Is periodontal disease an anaerobic or a microaerophilic infection? If LJP and ANUG could be treated as bacterial infections, could other forms of periodontal disease also be associated with specific bacterial types and treated in the same way? The older literature identified anaerobic organisms such as spirochetes and black-pigmented Bacteroides species (now classified as Porphyromonas and Prevotella species), as putative periodontal pathogens (166, 175, 247). The importance of anaerobes was reinforced by microscopic examination of plaque samples which showed spirochetes increasing, both in numbers and in proportions, as the clinical condition worsened (133, 139, 164, 201, 239) and by culture studies which showed increased proportions of Prevotella and Porphyromonas species in most forms of periodontal disease (164, 270, 294). With the identification of A. actinomycetemcomitans as a putative periodontal pathogen, emphasis shifted from anaerobes to this microaerophilic species. Selective media were developed that allowed its detection even when it was outnumbered 1,000:1 by other plaque species (185, 269). On the basis of its prevalence in plaque samples, it was implicated as a putative periodontal pathogen in refractory periodontitis, EOP, and the rapidly progressive lesion (59, 99, 272, 294, 314).

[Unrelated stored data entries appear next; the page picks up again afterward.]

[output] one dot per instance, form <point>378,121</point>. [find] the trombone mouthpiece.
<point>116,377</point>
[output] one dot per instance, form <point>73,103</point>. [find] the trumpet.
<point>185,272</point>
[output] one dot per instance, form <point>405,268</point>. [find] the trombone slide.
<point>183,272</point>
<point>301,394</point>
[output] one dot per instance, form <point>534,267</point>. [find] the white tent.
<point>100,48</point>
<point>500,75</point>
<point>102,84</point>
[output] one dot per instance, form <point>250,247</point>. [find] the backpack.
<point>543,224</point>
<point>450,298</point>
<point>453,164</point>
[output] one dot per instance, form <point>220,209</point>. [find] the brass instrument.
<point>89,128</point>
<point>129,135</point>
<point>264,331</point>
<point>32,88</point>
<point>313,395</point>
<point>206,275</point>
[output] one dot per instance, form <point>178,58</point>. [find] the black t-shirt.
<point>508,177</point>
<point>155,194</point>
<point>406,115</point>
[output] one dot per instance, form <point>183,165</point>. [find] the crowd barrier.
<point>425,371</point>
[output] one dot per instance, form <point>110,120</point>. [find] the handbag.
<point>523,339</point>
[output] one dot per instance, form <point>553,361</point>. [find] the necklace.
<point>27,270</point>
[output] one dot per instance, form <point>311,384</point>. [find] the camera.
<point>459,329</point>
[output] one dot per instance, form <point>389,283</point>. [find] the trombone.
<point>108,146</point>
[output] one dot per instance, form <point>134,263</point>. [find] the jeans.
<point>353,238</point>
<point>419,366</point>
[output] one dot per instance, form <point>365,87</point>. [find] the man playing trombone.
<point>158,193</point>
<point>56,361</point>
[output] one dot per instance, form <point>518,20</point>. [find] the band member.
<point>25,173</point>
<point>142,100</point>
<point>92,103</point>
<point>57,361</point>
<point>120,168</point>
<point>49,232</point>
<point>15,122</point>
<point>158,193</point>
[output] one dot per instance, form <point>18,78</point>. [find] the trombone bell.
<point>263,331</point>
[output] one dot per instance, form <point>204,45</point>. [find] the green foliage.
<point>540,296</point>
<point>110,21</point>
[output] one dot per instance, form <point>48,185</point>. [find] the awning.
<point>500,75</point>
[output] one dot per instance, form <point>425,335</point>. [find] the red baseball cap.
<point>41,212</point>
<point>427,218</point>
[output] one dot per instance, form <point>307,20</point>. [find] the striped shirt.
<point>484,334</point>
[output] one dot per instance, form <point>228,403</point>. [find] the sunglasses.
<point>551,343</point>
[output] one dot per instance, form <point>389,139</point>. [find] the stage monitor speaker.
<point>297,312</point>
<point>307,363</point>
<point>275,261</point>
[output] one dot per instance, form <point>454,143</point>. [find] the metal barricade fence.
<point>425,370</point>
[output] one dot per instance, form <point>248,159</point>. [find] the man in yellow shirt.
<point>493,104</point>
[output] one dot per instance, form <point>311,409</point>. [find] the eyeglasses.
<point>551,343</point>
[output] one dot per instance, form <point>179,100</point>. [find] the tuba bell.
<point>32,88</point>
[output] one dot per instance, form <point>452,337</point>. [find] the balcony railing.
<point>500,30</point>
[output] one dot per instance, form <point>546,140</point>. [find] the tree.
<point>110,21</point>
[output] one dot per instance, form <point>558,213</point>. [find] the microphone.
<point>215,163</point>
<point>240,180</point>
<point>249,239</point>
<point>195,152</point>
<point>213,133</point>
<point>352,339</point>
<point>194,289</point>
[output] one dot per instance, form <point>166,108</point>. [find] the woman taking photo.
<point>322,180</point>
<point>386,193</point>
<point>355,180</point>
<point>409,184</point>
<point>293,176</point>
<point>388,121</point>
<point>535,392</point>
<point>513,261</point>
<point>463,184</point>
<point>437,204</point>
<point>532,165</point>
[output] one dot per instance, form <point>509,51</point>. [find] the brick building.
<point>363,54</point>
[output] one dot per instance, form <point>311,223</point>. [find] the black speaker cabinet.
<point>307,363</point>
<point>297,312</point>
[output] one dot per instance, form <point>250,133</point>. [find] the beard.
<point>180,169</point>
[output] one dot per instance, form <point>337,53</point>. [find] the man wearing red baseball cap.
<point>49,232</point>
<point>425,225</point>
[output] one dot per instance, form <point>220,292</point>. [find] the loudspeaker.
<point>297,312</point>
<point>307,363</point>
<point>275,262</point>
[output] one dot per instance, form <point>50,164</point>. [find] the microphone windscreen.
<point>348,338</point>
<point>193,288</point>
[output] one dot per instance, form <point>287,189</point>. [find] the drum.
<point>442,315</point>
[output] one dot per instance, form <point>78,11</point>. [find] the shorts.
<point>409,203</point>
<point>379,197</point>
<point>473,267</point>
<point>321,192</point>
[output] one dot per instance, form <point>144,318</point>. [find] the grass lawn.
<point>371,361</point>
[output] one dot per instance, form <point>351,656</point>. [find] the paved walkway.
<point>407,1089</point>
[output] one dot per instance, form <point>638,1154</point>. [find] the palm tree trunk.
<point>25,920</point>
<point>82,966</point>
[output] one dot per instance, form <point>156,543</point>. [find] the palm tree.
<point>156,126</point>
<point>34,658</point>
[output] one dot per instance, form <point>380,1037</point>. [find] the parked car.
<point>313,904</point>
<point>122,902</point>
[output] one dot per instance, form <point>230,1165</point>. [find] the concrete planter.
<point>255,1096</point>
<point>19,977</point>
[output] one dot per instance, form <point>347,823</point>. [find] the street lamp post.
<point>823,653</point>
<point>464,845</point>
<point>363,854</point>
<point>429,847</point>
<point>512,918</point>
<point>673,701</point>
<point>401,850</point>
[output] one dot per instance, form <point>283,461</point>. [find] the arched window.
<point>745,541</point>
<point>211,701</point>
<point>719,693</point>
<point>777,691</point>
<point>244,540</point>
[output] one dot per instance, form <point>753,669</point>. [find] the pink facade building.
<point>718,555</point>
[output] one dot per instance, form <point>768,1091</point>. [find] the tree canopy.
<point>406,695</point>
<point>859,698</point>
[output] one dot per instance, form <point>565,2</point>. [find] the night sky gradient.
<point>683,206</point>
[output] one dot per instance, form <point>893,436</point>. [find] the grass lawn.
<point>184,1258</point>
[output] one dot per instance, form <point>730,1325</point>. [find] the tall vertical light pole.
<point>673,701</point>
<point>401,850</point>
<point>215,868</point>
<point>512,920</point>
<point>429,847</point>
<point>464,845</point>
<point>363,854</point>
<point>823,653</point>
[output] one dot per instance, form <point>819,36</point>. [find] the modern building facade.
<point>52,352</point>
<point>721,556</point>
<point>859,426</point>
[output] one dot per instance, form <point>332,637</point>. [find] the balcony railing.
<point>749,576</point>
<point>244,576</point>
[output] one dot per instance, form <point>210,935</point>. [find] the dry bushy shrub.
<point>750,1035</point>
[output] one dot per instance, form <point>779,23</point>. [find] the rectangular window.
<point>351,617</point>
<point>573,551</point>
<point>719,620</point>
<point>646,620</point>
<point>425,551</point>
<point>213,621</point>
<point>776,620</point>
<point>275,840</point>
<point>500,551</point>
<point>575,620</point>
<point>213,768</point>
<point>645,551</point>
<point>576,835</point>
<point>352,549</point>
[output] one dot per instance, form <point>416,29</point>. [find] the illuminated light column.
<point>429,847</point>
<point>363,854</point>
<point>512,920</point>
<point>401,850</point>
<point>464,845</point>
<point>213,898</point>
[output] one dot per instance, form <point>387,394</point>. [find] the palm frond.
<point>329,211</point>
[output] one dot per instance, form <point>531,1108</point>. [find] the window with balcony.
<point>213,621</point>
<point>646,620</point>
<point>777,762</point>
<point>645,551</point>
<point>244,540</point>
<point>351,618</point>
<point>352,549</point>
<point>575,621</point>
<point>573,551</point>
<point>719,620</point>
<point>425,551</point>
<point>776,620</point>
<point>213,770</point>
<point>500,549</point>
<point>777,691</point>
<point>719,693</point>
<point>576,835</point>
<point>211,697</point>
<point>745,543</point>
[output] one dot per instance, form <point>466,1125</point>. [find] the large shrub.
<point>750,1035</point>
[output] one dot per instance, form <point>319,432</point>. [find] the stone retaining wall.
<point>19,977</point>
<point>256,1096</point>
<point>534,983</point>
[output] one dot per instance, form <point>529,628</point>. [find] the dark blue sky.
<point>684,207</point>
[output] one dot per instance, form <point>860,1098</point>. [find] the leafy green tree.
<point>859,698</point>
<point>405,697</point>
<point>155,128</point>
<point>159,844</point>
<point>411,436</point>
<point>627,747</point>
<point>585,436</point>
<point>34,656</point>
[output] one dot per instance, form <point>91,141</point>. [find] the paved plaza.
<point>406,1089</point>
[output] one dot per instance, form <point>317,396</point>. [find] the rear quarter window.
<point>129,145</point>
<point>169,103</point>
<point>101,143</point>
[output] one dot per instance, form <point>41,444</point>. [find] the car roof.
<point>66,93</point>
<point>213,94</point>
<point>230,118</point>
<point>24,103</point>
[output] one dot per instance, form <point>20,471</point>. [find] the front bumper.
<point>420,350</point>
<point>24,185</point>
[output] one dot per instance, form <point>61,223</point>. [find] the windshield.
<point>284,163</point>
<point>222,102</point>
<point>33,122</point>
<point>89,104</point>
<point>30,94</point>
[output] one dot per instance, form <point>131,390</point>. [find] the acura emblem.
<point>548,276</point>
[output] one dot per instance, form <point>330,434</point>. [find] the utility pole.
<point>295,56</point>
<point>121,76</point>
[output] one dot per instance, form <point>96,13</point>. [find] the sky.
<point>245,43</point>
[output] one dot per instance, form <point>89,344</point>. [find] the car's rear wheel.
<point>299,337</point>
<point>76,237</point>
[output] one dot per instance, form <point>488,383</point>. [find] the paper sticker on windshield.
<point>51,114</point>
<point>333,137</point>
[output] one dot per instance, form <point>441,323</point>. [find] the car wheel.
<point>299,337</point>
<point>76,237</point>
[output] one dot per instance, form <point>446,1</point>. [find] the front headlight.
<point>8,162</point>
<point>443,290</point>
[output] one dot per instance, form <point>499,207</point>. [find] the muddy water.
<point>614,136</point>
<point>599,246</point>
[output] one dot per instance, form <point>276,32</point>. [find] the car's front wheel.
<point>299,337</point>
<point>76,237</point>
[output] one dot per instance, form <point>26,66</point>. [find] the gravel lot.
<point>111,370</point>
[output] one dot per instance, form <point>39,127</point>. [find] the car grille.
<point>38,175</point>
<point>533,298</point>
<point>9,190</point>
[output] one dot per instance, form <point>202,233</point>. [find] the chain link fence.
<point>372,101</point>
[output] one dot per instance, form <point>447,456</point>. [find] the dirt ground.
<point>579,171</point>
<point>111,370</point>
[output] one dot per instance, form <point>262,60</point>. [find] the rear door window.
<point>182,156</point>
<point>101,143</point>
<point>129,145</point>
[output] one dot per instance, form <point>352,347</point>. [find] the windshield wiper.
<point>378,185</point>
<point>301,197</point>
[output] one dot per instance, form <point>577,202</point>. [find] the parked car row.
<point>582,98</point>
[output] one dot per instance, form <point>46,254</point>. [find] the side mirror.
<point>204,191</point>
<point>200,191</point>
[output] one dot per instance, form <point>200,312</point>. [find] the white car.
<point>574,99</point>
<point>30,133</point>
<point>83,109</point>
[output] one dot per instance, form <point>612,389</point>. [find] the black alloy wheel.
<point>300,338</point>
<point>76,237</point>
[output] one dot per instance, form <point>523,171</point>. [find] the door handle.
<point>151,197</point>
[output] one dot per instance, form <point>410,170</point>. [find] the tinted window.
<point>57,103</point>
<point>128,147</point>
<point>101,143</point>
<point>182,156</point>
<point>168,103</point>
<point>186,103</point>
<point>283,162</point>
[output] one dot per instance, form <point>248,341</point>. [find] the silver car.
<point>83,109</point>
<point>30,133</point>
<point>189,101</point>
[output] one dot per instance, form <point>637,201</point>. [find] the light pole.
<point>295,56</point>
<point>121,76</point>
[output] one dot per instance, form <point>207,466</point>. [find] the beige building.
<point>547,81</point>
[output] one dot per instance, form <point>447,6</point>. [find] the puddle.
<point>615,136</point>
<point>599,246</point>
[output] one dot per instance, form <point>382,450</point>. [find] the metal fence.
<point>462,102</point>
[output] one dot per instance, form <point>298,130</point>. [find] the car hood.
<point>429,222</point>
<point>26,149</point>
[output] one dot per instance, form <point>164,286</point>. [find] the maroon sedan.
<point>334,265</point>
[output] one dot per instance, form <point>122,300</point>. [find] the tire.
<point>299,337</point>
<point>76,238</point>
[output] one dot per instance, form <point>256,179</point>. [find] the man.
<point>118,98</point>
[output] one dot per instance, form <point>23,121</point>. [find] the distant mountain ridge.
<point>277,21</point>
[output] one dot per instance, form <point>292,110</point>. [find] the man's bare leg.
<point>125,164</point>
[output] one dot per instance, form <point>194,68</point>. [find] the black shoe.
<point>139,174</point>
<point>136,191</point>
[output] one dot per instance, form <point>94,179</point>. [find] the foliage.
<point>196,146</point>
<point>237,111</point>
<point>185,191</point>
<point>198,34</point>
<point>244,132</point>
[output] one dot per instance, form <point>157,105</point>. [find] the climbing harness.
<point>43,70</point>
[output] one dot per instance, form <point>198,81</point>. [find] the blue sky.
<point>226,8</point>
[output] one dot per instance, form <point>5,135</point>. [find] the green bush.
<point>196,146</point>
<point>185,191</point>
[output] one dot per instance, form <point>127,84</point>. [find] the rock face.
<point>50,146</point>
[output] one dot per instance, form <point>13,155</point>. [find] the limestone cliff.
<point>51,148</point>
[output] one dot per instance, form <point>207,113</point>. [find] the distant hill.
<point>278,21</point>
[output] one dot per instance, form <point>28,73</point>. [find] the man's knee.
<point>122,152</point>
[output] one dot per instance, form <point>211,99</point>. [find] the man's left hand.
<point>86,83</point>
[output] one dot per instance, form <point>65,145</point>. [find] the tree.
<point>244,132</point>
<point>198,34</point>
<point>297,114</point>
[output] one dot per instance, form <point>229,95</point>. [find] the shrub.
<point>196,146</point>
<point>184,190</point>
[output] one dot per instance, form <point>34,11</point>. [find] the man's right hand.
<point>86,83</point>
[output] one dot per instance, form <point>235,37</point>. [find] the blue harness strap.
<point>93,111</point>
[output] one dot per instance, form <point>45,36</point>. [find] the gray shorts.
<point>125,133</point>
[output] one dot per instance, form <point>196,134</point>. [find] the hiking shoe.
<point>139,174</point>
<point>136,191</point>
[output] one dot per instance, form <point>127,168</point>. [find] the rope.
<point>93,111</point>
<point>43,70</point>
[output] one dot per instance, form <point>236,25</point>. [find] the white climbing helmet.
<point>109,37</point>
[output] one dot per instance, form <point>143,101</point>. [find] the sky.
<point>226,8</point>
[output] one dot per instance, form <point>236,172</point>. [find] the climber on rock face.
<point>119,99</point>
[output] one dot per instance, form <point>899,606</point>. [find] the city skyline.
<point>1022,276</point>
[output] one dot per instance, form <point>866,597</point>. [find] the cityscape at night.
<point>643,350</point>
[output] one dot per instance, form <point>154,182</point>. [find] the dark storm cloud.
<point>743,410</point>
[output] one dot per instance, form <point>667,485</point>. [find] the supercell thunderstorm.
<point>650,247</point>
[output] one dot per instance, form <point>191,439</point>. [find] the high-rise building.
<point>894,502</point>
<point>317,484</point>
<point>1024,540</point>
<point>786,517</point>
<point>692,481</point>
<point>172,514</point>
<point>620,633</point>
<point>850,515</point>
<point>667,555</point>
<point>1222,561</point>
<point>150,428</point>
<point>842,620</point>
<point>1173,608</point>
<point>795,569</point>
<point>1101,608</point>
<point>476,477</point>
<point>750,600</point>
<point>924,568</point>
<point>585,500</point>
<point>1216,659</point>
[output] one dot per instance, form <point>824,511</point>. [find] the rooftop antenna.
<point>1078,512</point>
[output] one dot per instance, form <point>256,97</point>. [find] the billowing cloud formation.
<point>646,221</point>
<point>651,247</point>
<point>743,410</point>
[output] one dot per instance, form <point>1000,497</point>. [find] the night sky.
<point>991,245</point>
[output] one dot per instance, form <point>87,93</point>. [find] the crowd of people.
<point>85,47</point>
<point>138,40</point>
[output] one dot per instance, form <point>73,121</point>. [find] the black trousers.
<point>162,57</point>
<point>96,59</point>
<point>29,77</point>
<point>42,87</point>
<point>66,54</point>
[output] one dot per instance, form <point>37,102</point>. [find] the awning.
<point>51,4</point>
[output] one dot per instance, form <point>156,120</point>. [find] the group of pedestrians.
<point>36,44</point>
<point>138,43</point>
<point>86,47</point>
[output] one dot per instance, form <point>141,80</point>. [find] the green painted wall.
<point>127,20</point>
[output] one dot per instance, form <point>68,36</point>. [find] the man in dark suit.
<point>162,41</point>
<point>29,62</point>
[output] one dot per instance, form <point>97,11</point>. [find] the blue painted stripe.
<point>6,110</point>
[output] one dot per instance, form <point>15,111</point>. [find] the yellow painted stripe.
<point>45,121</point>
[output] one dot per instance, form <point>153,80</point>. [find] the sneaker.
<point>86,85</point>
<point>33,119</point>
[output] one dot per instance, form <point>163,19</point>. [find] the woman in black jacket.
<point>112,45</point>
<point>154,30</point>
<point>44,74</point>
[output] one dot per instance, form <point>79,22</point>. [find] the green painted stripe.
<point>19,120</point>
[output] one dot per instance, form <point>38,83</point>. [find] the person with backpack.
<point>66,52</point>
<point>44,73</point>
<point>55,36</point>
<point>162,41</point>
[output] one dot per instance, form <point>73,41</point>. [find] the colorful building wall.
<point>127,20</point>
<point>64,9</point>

(i) Early-onset periodontitis (aggressive periodontitis). Our description of aggressive forms of periodontitis will include bacteriological studies on individuals 35 years or younger, with the prototype clinical example being LJP (Table 2). LJP is unique among periodontal clinical entities in that it can be unequivocally identified by its occurrence about molar and incisor teeth in young individuals in the absence of obvious plaque and calculus accumulations. However, periodontitis is also observed in other young individuals in association with plaque and calculus (7) and results in tooth loss before the age of 20 years. The prevalence of these early-onset forms varies from about 0.05 to 0.2% in European children, from 0.65 to 2.3% in U.S. children, and up to 3.7% in Brazilians (145). Some of the variability in prevalence depends on the criteria used to define disease. For the United States in 1986 to 1987, 70,000 adolescents were estimated to have LJP, another 17,000 were estimated to have a more generalized destructive form involving more teeth (called generalized juvenile periodontitis), and another 212,000 were estimated to have what was defined as an incidental loss of attachment, with one or more teeth exhibiting an attachment loss of 3 mm (145). In addition, there is an aggressive clinical entity seen in young adults between 18 and 35 years of age, which is known by several names, i.e., generalized EOP, generalized destructive periodontitis, severe periodontitis, or rapidly progressive periodontitis, and is estimated to affect about 1,780,000 Americans (217).

(ii) Adult periodontitis (chronic periodontitis). The numerically more prominent clinical condition is the periodontitis found in adults older than 35 years, which may be the most common chronic infection among Americans (324). Bacteriological investigations of AP were hampered for many years by the labor-intensive cost of anaerobic culturing procedures, so that many early studies included very few patients and/or plaque samples. With limited numbers of samples to compare, it was difficult to recognize any meaningful pattern of bacterial specificity.